David Christianson, the Roy and Diana Vagelos Professor in Chemistry and Chemical Biology, is known for his work in biological chemistry. Using x-ray crystallography, he probes and engineers the structure and function of metal-requiring enzymes. In recent years, his research has illuminated complex molecular mechanisms in the biosynthesis of terpenes, a family of cyclic natural products that includes menthol, cholesterol and the anticancer drug Taxol. He has also discovered that arginase, a manganese-requiing enzyme, regulates the physiology of male and female sexual arousal. As a visiting fellow at Sidney Sussex College at the University of Cambridge in the fall, he will study the architecture and design of complexes between biological macromolecules and synthetic nanomolecules.

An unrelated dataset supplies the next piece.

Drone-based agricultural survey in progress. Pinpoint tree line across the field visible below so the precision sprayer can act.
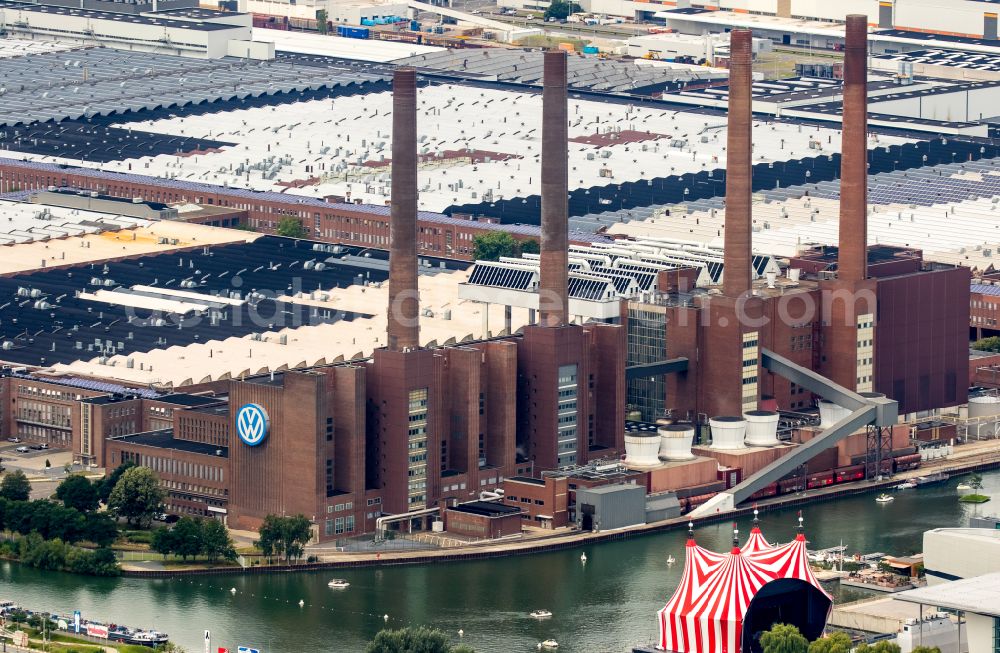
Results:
[149,517,236,563]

Steven Feierman is a professor of history and sociology of science. He holds advanced degrees in African history and social anthropology. He has also studied with, and been apprenticed to, traditional healers in east Africa. His areas of research include the history of health and healing in Africa, orally transmitted knowledge and its uses, and the place of knowledge about Africa in the social sciences. The best known of his books is Peasant Intellectuals: Anthropology and History in Tanzania. He is finishing a book about how traditional ways of dealing with health problems in Africa have been re-shaped over the past 120 years.

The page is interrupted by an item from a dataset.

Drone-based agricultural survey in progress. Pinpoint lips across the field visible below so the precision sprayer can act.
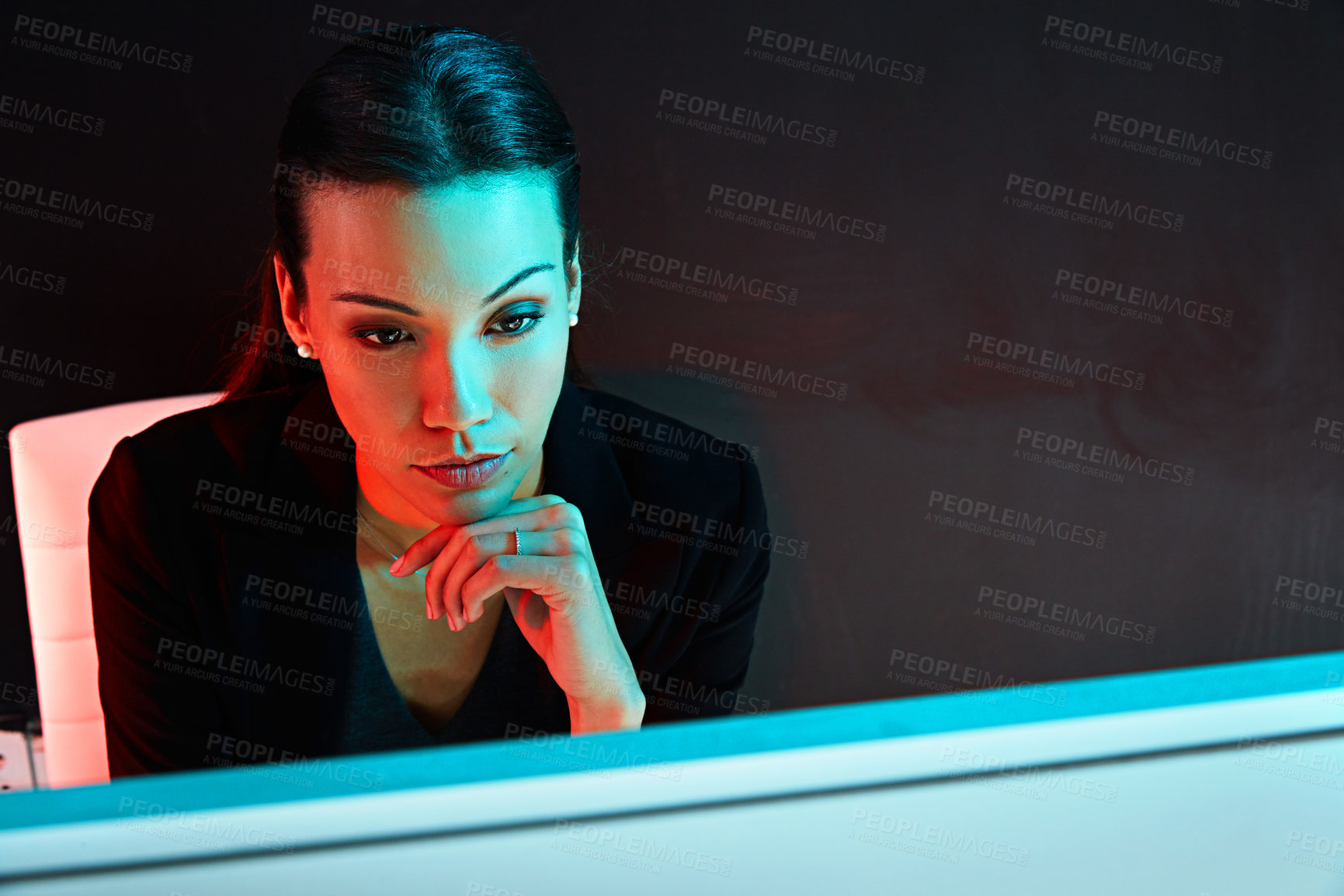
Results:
[412,450,513,489]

Barbara Fuchs, an associate professor of Romance languages, is trained in comparative literature. She studies European cultural production from the late 15th through the 17th centuries with a special emphasis on literature and empire. Her books include Mimesis and Empire: The New World, Islam, and European Identities, Passing for Spain: Cervantes and the Fictions of Identity and Romance. She is investigating how 16th century Spain is imagined, both inside Spain and by other Europeans, in light of its relation to Al-Andalus.